How to Interpret Wilcoxon Signed Rank Test Results

The Wilcoxon signed-rank test tells you whether the differences between paired observations are systematically shifted away from zero. If your p-value is below your significance threshold (typically 0.05), you can conclude that the median difference between your two conditions is not zero, meaning one condition consistently produces higher or lower values than the other. But the p-value alone doesn’t tell the full story. Understanding what the test statistic, ranks, and effect size each contribute will help you draw meaningful conclusions from your results.

What the Test Actually Measures

The Wilcoxon signed-rank test is built for paired data: before-and-after measurements, matched subjects, or repeated observations on the same individuals. It tests whether the differences within those pairs are centered on zero. Unlike a paired t-test, it doesn’t assume those differences follow a normal distribution. It only assumes the distribution of differences is roughly symmetric around a central value.

The null hypothesis states that the median difference between paired observations is zero, meaning no systematic shift between the two conditions. The alternative hypothesis states that the median difference is not zero. You can also run one-sided versions if you have a directional prediction (for example, that scores increased after treatment).

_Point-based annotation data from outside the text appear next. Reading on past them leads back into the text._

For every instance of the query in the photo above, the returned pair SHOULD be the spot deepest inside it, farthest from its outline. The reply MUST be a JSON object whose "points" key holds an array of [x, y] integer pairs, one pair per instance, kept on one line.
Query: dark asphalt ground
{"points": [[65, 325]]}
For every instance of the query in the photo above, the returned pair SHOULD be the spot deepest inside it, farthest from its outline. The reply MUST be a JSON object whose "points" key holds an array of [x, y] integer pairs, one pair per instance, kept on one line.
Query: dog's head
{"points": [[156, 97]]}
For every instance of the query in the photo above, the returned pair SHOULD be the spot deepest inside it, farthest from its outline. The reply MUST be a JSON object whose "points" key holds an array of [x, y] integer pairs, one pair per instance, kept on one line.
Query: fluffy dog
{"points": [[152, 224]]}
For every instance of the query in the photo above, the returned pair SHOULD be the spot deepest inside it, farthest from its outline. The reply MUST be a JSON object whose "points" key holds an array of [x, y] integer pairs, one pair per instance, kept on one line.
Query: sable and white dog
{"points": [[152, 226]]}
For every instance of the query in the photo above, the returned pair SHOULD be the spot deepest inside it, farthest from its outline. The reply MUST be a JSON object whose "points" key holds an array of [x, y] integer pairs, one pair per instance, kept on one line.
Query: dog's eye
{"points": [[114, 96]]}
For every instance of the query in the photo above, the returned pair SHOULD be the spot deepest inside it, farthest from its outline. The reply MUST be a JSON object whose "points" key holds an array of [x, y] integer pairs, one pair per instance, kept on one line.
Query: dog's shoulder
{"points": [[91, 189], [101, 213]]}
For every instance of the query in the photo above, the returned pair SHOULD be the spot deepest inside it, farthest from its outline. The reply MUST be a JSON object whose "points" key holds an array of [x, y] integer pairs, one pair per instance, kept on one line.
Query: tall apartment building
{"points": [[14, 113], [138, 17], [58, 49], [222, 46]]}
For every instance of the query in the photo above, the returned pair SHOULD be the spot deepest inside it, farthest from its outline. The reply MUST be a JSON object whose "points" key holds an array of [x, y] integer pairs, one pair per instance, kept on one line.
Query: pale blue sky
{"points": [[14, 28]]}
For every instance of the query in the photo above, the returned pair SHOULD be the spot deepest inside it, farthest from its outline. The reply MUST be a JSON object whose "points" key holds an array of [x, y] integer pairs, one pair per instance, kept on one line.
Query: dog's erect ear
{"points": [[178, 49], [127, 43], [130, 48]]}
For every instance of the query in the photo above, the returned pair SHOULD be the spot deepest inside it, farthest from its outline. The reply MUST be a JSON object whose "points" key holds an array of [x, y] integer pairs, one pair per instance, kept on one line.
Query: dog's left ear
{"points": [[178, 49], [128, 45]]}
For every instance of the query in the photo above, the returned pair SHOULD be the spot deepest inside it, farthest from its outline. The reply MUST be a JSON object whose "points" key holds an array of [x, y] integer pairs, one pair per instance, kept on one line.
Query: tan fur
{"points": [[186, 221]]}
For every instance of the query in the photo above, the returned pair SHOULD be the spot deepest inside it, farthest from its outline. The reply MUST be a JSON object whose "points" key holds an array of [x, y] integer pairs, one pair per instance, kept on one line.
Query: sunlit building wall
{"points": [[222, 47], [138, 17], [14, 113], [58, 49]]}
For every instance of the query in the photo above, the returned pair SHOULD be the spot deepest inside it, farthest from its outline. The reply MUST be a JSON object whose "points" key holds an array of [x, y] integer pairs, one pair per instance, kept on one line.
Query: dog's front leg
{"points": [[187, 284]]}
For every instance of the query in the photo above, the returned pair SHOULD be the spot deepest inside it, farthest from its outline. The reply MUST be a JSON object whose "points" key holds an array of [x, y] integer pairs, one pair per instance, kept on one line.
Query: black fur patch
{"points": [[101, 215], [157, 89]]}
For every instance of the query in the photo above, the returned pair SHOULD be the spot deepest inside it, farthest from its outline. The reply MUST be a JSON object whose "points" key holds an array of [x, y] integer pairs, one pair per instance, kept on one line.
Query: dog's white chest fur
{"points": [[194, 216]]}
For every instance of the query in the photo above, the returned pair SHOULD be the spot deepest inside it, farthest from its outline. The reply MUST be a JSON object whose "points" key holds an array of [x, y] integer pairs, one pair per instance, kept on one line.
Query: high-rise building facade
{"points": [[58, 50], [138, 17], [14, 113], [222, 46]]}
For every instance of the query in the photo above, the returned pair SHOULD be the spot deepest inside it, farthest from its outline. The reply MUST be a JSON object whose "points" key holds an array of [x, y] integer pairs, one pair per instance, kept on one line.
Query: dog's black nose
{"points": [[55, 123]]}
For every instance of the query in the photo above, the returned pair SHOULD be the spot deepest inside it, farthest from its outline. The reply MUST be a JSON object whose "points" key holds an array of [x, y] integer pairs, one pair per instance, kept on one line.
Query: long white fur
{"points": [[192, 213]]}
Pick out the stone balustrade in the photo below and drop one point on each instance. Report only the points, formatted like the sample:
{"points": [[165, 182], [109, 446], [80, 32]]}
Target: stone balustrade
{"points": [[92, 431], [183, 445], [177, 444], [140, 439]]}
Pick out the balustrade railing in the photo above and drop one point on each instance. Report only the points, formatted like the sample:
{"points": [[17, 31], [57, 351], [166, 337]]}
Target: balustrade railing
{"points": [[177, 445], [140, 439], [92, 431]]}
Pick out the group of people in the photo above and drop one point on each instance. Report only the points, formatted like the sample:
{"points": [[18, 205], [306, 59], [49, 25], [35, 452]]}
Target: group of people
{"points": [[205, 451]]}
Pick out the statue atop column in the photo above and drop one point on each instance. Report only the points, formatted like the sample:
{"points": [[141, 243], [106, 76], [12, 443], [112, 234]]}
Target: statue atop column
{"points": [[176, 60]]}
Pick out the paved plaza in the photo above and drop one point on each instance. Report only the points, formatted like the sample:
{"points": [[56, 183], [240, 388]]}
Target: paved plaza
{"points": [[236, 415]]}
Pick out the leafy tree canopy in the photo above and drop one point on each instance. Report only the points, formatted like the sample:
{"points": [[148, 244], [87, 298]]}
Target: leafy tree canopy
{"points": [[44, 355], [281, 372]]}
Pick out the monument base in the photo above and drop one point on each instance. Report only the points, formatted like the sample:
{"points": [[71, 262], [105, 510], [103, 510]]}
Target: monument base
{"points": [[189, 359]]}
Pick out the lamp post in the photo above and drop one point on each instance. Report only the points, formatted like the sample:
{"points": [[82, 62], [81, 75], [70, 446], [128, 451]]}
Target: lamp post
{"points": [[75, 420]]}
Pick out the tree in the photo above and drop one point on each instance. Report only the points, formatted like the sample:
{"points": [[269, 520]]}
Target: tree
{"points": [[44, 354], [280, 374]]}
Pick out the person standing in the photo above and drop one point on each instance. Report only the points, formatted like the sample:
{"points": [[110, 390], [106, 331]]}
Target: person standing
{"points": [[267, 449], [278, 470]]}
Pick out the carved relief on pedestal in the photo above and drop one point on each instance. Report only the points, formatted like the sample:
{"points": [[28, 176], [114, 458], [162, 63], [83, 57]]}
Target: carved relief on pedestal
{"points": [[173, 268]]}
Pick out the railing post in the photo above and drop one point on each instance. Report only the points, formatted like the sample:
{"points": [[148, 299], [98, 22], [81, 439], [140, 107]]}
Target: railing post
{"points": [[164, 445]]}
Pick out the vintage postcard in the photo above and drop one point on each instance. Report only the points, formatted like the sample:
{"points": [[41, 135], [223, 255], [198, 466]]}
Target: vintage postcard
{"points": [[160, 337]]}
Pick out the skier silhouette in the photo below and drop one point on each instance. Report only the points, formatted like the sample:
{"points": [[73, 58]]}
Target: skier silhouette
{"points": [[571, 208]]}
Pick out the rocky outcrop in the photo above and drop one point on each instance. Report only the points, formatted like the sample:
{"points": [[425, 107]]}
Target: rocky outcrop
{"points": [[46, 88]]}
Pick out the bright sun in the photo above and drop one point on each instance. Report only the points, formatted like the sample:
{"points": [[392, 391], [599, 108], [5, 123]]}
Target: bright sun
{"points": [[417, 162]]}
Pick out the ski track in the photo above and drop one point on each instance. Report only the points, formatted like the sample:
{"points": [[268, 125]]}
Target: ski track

How the Test Statistic Is Calculated

Understanding how W is built helps you interpret it. The test works in four steps:

  • Calculate differences. For each pair, subtract one measurement from the other. If you’re testing against a hypothesized value rather than comparing two conditions, subtract that value from each observation.
  • Take absolute values. Drop the sign temporarily so you can rank by magnitude.
  • Rank the absolute differences. The smallest absolute difference gets rank 1, the next gets rank 2, and so on.
  • Sum the positive ranks. Go back to the original signs. W equals the sum of ranks for differences that were positive.

If there’s no real difference between conditions, you’d expect the positive and negative ranks to be roughly balanced, and W would land near the middle of its possible range. A very large W means most of the bigger differences favored the positive direction. A very small W means the negative direction dominated.

Reading the P-Value

The p-value tells you the probability of getting a test statistic as extreme as yours (or more extreme) if there were truly no difference between the paired conditions. A p-value below 0.05 is conventionally considered statistically significant, letting you reject the null hypothesis and conclude that a real difference exists.

A non-significant p-value (above 0.05) does not prove the two conditions are identical. It means you don’t have enough evidence to conclude they differ. This distinction matters: with a small sample, you may simply lack the power to detect a real but modest effect.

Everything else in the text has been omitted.